Maryland continued its aggressive implementation of health care change Thursday despite uncertainty surrounding the issue nationally, as the General Assembly passed legislation to create open markets where people will buy insurance.
The law to set up the health benefit exchanges was sent to Gov. Martin O'Malley, who supports the legislation.
Passage of the bills in the House and Senate comes as the U.S. Supreme Court is deciding whether it is constitutional to require everyone to have insurance, a key component of President Barack Obama's overhaul of the health system.
"The Affordable Care Act offers tremendous value to our state, and it is the law of the land," said Lt. Gov. Anthony G. Brown, who is leading the state's effort. "Maryland intends to meet federal deadlines for establishing our health benefit exchange and must take steps now in order to utilize over $34 million in federal grants."
The legislation passed by state lawmakers will guide how the exchanges are operated. It outlines the types of health and dental plans that will be offered and looks at ways to prevent fraud in the system.
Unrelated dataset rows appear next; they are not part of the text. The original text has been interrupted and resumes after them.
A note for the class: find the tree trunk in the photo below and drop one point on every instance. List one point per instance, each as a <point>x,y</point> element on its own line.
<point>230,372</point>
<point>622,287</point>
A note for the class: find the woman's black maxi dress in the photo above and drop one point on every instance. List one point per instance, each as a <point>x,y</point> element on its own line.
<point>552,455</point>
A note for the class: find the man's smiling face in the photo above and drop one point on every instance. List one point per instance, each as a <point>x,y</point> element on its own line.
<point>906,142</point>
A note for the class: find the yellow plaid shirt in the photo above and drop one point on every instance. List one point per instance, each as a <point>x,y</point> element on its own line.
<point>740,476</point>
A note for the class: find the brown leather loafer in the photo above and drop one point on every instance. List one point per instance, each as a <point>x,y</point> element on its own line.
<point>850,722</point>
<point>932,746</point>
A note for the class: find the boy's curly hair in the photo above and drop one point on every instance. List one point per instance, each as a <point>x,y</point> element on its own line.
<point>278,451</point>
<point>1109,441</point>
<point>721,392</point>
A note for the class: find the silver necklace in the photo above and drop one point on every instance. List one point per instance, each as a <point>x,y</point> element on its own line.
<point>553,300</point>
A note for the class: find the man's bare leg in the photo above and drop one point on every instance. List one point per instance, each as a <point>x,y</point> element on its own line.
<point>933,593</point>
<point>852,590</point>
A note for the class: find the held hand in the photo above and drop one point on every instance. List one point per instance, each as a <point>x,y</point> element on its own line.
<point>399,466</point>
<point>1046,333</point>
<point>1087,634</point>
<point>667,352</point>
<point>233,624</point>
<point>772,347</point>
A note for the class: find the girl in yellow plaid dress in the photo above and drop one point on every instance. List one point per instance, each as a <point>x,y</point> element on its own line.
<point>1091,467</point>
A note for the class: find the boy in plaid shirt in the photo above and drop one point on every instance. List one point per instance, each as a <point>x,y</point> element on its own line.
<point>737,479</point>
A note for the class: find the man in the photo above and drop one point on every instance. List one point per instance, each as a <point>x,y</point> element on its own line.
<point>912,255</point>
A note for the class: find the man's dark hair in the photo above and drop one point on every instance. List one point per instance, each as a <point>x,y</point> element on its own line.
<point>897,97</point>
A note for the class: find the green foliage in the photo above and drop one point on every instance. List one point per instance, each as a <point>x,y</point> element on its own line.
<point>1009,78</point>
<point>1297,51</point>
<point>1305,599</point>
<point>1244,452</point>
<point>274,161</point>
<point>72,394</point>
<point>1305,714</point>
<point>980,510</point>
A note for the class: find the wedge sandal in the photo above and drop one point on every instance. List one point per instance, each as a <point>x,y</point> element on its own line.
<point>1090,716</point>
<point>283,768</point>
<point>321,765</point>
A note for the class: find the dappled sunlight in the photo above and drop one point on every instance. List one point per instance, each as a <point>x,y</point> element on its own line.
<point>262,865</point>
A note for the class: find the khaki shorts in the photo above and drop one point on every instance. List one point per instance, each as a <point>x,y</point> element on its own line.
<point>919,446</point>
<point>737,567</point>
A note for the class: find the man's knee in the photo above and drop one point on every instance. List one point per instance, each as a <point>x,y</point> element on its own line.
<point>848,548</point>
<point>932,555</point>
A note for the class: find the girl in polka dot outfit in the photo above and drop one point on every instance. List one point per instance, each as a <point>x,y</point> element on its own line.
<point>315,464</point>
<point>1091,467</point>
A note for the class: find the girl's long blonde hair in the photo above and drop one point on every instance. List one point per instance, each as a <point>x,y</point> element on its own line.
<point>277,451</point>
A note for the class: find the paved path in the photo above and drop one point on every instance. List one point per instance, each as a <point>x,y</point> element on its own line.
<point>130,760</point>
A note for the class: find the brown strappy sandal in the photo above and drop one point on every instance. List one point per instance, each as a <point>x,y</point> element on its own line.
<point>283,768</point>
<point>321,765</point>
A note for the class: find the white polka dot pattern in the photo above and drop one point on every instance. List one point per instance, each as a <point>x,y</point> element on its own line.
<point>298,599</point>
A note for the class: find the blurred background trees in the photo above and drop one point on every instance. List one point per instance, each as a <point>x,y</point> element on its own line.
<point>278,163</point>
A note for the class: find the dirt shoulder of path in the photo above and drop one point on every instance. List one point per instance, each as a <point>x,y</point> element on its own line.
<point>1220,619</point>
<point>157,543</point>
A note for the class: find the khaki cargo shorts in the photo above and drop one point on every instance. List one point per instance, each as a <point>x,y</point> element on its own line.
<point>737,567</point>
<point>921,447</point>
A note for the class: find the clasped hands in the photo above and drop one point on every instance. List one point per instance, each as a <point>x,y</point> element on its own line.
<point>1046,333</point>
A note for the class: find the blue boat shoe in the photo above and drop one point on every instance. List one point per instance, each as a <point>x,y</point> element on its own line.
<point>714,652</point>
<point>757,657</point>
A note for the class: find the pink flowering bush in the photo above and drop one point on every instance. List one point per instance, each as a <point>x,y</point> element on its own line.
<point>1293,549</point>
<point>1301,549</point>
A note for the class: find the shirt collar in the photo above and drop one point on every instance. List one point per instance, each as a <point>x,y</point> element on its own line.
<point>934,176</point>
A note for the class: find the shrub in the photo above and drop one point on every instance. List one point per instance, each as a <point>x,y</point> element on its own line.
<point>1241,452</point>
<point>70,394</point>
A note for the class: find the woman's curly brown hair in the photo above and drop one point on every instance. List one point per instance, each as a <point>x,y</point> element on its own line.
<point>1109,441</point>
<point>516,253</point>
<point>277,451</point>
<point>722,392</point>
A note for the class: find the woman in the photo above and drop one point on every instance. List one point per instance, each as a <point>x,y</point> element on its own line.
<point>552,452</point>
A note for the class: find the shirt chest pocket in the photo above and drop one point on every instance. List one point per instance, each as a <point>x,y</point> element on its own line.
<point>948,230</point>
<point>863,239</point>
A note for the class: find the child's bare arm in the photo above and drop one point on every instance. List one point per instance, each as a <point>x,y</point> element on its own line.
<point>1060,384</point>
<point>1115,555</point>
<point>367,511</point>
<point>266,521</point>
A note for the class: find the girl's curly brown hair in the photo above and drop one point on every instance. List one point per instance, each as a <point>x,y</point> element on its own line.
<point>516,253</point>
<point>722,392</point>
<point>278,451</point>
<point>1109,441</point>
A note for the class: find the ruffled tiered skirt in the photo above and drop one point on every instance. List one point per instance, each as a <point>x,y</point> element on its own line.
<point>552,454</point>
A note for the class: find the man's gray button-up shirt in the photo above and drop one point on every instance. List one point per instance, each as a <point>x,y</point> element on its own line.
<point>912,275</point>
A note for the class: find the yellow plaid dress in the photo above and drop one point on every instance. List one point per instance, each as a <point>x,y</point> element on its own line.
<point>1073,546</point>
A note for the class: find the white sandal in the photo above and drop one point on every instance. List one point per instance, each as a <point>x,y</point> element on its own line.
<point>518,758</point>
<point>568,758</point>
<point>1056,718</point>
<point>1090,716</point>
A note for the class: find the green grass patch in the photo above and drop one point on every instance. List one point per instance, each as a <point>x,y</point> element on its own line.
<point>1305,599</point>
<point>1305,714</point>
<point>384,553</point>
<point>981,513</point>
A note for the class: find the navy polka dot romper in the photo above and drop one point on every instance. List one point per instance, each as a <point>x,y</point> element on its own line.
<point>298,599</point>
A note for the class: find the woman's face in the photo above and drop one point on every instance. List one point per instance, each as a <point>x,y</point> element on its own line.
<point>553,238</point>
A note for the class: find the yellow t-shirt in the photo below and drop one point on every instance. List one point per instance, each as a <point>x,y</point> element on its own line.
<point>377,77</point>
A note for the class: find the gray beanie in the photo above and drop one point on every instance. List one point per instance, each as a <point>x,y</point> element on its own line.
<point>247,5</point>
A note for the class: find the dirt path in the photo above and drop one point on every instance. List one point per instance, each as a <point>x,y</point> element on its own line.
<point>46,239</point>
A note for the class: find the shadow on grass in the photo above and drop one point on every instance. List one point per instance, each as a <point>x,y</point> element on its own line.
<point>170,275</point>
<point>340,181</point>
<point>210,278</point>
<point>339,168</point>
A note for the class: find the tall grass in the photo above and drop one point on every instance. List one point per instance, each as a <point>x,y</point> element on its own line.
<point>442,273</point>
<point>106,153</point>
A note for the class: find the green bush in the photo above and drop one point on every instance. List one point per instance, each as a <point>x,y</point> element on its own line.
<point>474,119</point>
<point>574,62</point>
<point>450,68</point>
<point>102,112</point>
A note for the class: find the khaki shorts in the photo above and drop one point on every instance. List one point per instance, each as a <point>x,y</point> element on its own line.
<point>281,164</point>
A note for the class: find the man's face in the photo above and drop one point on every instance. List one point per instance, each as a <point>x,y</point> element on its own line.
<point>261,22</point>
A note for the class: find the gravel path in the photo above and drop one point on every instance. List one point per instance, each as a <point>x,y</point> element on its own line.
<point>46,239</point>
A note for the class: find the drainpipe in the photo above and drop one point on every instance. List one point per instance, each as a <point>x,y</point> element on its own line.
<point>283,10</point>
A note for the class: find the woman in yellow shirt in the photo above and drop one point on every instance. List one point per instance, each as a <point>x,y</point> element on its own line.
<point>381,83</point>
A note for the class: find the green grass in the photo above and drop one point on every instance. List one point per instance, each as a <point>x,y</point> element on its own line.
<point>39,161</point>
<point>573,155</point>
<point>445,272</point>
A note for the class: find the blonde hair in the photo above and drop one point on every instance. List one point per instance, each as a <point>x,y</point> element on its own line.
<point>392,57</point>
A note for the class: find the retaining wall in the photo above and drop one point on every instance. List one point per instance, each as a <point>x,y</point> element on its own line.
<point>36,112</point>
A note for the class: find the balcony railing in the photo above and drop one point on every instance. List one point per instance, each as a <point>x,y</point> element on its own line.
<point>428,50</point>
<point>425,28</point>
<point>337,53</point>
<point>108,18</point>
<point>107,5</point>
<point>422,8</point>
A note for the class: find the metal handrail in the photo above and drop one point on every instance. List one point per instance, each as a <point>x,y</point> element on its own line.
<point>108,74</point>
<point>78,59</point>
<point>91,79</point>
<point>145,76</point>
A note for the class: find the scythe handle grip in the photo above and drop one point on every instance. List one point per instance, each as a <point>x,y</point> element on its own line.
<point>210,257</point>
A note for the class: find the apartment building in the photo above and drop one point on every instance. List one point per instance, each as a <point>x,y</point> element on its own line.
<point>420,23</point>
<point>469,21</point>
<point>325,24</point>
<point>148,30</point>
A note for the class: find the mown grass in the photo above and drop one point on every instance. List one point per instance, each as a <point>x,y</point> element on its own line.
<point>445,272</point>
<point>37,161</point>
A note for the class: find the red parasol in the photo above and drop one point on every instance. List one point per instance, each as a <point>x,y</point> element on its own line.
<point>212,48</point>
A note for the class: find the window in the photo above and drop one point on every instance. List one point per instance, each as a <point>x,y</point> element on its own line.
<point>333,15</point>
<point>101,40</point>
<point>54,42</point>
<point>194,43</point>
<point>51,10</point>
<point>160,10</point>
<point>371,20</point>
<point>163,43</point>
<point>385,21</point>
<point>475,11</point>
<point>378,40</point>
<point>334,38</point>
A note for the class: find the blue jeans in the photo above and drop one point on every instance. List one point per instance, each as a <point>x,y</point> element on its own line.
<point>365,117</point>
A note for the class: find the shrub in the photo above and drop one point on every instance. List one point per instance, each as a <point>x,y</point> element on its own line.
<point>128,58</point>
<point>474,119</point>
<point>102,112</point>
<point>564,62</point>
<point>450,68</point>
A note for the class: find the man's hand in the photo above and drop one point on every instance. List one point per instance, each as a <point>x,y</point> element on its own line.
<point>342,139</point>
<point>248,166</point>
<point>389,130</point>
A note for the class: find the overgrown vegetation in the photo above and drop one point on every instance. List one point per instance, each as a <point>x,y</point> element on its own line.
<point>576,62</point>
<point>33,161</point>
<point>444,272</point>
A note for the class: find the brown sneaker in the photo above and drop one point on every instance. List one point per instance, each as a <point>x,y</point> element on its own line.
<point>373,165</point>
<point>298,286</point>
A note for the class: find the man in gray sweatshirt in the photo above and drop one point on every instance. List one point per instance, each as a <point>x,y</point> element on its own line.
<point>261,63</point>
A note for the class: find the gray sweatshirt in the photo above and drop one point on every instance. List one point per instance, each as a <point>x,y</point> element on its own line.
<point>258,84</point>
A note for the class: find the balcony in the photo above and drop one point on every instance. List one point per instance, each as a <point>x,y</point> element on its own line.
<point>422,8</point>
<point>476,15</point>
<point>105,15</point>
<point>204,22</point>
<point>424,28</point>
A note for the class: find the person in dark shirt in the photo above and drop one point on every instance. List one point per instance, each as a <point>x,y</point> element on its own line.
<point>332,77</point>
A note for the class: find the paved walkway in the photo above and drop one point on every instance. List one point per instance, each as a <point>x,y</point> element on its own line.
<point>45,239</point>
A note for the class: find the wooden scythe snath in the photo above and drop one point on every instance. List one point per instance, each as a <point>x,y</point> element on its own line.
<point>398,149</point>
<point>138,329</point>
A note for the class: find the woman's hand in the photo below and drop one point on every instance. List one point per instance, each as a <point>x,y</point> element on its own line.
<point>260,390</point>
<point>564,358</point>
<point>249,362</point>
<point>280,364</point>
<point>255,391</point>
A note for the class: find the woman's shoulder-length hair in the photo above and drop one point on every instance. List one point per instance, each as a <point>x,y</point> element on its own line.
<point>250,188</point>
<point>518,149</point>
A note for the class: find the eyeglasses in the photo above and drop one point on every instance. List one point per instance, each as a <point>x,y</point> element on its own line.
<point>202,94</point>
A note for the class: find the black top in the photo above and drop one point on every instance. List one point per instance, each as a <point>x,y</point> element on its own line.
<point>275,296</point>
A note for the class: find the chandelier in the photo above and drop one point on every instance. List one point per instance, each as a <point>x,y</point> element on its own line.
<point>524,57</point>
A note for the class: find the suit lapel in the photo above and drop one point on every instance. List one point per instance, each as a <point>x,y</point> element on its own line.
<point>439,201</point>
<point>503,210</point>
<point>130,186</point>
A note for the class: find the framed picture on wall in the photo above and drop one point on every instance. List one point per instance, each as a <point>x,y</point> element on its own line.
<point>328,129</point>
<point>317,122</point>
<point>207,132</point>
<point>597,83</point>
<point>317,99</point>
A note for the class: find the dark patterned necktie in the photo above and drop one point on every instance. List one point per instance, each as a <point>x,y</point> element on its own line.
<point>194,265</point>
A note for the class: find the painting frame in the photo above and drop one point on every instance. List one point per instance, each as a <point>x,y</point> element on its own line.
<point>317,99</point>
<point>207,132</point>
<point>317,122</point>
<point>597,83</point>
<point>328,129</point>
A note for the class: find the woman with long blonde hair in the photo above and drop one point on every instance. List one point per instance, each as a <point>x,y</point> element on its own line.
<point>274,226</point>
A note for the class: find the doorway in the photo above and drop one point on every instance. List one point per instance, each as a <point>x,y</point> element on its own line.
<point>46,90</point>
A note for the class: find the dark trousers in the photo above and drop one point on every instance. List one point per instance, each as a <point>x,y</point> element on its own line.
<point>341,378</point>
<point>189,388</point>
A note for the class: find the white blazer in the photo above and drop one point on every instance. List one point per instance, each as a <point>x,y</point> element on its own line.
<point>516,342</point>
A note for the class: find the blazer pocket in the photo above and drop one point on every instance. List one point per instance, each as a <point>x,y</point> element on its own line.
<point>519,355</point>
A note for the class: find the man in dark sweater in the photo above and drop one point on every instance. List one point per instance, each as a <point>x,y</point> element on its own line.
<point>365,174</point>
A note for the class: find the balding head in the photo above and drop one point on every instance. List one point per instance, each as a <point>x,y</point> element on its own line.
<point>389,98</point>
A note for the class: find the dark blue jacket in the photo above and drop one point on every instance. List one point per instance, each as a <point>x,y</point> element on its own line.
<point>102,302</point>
The bill also addresses ways to reduce costs and improve the quality of the plans after the first two years.
The mandate to buy coverage doesn't go into effect until 2014, when all states will be required to operate exchanges where the uninsured can buy coverage.
About 700,000 Marylanders, or 13 percent, are uninsured, and officials expect at least half to gain some kind of coverage. That would save the state about $1 billion over a decade.
"We think this is a tremendous public health victory for Maryland," said Vincent DeMarco, president of the Maryland Citizens' Health Initiative, a group that works to expand health coverage. "It will help make health care more affordable for all Marylanders."